En avril, le Comité européen pour la prévention de la torture et des peines ou traitements inhumains ou dégradants [Conseil de l’Europe] a effectué une visite en Bulgarie pour examiner les progrès accomplis dans la mise en œuvre de ses recommandations formulées de longue date concernant la situation « extrêmement préoccupante » des personnes privées de liberté dans les établissements de soins psychiatriques et les foyers sociaux. En novembre, le parlement a créé une commission temporaire chargée de proposer des modifications législatives visant à garantir les droits des personnes atteintes de troubles mentaux.
DROIT À UN ENVIRONNEMENT SAIN
La Bulgarie restait très dépendante des combustibles fossiles. En janvier, le Parlement a décidé de faire marche arrière concernant les projets de sortie anticipée des centrales alimentées au charbon.

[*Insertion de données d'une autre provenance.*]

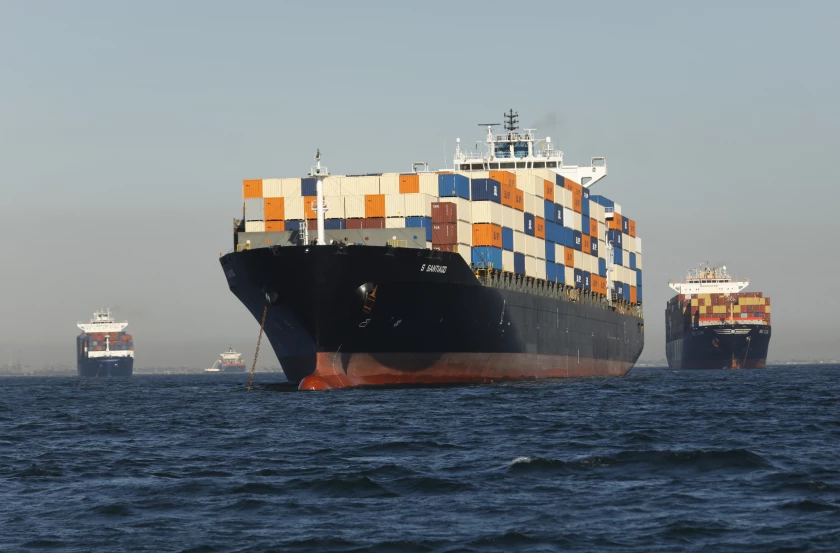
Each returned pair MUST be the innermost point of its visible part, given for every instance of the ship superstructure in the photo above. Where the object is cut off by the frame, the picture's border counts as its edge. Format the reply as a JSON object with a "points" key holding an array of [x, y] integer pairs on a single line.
{"points": [[103, 349], [711, 323], [503, 267], [228, 362]]}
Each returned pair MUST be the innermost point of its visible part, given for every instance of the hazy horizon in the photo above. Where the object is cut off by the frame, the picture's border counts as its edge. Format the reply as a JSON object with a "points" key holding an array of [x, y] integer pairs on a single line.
{"points": [[128, 129]]}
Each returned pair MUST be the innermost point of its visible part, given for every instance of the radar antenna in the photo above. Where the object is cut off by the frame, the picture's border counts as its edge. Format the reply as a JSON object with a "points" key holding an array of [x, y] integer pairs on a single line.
{"points": [[511, 120]]}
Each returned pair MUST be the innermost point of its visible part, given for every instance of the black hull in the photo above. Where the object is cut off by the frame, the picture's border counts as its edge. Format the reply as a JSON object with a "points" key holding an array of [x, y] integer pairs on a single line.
{"points": [[366, 315], [106, 366], [720, 347]]}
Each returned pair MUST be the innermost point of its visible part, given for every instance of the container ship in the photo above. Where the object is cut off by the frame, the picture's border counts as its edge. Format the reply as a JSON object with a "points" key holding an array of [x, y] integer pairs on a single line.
{"points": [[228, 362], [503, 267], [712, 324], [103, 349]]}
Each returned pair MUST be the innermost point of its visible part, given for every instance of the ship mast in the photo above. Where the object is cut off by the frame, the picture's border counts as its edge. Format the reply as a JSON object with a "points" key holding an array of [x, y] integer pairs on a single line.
{"points": [[319, 173]]}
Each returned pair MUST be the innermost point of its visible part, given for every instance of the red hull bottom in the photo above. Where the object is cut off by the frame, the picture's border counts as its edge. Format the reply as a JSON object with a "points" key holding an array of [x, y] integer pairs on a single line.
{"points": [[450, 368]]}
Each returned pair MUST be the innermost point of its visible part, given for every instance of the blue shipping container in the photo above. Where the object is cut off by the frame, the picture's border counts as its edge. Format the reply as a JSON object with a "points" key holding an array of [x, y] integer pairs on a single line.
{"points": [[578, 278], [418, 222], [487, 190], [519, 263], [614, 236], [558, 214], [549, 210], [600, 200], [486, 257], [529, 224], [450, 186], [308, 187], [507, 239]]}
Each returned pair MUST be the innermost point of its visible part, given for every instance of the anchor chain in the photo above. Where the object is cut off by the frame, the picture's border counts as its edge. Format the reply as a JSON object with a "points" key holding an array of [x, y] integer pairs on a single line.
{"points": [[257, 352]]}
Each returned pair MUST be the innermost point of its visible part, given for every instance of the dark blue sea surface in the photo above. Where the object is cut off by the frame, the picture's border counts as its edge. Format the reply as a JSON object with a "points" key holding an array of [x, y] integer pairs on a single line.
{"points": [[656, 461]]}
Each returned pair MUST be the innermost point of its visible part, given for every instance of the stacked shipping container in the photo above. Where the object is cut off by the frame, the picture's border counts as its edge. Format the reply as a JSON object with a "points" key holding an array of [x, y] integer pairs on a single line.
{"points": [[534, 223]]}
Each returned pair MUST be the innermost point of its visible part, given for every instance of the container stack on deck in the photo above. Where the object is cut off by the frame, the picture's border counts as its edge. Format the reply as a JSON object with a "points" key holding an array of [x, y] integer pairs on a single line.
{"points": [[533, 223]]}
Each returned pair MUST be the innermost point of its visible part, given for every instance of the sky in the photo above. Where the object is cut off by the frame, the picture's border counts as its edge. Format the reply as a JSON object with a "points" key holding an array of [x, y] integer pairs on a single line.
{"points": [[126, 129]]}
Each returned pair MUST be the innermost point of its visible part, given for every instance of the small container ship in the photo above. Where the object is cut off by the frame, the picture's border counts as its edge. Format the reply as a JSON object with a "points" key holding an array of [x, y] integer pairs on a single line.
{"points": [[712, 324], [103, 349], [503, 267], [228, 362]]}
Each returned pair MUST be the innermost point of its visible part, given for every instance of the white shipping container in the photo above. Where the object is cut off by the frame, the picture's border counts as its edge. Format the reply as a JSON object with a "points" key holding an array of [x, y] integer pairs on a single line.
{"points": [[293, 208], [389, 183], [272, 188], [418, 205], [578, 221], [335, 207], [507, 261], [519, 245], [530, 266], [568, 218], [541, 269], [530, 203], [290, 188], [428, 184], [394, 205], [487, 212], [531, 246], [354, 207]]}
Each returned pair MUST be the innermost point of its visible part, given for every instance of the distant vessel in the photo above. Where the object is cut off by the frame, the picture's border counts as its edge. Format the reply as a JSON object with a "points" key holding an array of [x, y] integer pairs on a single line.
{"points": [[711, 324], [103, 349], [228, 362]]}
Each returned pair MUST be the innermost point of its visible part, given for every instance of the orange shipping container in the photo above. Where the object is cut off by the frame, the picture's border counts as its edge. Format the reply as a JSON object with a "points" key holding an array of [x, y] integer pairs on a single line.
{"points": [[518, 200], [275, 209], [308, 211], [485, 234], [252, 188], [569, 257], [374, 206], [409, 184], [507, 194], [548, 190], [504, 177]]}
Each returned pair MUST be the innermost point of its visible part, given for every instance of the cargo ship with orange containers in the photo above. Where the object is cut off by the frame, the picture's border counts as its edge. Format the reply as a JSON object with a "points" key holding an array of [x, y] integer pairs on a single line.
{"points": [[503, 267], [103, 349], [712, 324]]}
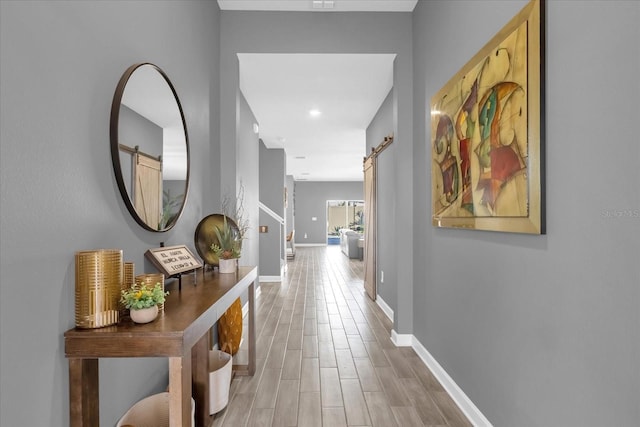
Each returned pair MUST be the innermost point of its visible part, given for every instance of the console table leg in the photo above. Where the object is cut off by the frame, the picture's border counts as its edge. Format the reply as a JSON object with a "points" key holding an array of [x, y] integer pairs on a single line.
{"points": [[180, 391], [84, 403], [200, 370]]}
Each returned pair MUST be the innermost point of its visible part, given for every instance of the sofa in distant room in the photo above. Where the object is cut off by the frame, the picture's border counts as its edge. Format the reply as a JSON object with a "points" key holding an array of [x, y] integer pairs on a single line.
{"points": [[349, 243]]}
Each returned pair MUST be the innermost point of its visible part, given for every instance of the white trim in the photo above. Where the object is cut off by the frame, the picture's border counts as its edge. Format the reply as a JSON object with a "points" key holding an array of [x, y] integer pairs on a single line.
{"points": [[271, 213], [385, 307], [464, 403], [401, 340]]}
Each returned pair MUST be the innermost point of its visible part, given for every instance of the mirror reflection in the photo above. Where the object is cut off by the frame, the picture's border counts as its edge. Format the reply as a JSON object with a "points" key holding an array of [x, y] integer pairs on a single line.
{"points": [[149, 147]]}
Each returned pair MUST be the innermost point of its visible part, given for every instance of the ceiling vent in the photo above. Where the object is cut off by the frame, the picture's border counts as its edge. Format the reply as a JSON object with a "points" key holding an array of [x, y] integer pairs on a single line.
{"points": [[323, 4]]}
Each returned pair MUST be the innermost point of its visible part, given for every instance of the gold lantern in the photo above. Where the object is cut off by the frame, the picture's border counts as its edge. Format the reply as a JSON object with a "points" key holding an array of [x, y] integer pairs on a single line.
{"points": [[98, 283]]}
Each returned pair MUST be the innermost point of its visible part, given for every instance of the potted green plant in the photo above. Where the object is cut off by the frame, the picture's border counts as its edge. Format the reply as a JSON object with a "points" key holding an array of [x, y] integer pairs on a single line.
{"points": [[142, 301], [228, 247]]}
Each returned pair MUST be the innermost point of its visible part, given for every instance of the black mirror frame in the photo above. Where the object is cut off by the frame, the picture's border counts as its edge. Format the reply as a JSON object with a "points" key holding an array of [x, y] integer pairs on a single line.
{"points": [[115, 146]]}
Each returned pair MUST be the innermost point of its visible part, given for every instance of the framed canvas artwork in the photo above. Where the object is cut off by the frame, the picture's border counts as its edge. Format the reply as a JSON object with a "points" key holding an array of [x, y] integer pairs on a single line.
{"points": [[487, 134]]}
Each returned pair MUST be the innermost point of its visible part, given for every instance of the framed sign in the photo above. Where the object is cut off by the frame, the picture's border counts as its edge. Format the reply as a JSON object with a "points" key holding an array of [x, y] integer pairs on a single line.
{"points": [[487, 134], [173, 260]]}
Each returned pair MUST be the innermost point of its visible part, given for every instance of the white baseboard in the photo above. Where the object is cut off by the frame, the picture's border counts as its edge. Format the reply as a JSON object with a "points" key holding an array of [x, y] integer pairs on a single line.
{"points": [[464, 403], [268, 279], [385, 307], [401, 340]]}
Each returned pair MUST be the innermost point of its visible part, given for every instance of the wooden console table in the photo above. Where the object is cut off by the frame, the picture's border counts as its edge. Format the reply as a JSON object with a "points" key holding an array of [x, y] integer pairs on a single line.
{"points": [[181, 334]]}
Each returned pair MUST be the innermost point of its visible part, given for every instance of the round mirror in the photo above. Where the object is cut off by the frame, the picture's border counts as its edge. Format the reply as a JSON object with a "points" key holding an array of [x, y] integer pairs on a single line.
{"points": [[150, 147]]}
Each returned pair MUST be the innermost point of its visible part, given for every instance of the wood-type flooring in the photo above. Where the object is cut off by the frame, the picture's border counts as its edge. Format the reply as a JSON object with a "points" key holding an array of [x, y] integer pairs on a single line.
{"points": [[325, 357]]}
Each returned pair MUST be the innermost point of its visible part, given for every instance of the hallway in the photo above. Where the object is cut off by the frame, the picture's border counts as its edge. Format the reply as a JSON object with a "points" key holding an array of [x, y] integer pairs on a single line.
{"points": [[324, 357]]}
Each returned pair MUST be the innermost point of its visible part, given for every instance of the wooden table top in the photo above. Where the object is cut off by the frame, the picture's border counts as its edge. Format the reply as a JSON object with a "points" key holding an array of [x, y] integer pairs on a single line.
{"points": [[188, 314]]}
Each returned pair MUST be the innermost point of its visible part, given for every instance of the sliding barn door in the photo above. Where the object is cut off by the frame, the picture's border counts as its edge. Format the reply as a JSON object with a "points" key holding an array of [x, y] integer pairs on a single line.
{"points": [[147, 189], [370, 226]]}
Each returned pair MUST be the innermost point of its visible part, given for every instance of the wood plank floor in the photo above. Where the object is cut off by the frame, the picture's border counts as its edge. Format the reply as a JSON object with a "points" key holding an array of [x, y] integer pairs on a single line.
{"points": [[324, 357]]}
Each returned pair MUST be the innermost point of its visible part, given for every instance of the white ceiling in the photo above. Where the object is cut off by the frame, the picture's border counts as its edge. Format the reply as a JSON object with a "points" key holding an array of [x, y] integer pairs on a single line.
{"points": [[348, 89], [321, 6]]}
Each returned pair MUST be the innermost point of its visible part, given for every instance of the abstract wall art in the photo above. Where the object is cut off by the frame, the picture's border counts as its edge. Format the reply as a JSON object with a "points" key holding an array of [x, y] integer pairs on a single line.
{"points": [[487, 133]]}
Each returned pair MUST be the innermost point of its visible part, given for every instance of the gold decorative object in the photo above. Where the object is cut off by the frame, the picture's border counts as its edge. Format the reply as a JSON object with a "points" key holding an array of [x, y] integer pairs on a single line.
{"points": [[151, 279], [230, 328], [98, 283]]}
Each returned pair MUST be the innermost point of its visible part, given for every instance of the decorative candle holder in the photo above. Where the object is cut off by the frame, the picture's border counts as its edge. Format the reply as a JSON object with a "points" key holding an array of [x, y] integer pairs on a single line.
{"points": [[98, 283], [151, 279]]}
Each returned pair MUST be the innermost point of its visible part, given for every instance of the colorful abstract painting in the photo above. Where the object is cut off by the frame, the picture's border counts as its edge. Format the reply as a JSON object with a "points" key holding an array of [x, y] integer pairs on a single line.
{"points": [[486, 134]]}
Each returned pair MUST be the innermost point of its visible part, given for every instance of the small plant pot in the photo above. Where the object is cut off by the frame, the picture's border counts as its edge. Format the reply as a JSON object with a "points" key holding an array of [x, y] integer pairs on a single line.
{"points": [[144, 315], [227, 265]]}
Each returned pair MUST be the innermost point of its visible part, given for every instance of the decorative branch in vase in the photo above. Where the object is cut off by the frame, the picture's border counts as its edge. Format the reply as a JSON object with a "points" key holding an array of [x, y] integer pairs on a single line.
{"points": [[228, 248]]}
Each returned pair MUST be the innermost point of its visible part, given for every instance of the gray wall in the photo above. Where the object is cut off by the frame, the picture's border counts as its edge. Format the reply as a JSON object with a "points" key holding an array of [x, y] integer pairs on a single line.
{"points": [[542, 330], [312, 32], [380, 127], [246, 180], [272, 184], [60, 64], [290, 212], [311, 201]]}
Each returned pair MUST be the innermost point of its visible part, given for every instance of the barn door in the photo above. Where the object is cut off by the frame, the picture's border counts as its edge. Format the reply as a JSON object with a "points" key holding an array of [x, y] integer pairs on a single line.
{"points": [[147, 188]]}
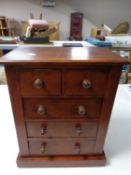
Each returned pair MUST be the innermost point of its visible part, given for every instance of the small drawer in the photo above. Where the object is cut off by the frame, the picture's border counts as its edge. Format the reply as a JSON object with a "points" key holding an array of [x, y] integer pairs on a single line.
{"points": [[61, 146], [61, 129], [62, 108], [40, 82], [85, 82]]}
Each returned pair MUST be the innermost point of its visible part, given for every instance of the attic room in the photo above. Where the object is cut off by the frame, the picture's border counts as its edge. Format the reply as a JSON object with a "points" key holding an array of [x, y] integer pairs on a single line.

En juillet, le Parlement a chargé le ministre de l’Énergie d’étudier de nouveaux projets d’exploration de gaz fossile en mer Noire, contrairement aux obligations auxquelles le pays était tenu au titre de l’Accord de Paris en matière de réduction d’émissions.
La Commission européenne a déclaré que la Bulgarie devait revoir nettement à la hausse ses objectifs en matière d’énergies renouvelables pour se mettre en conformité avec les objectifs plus ambitieux de l’UE concernant le climat et l’énergie.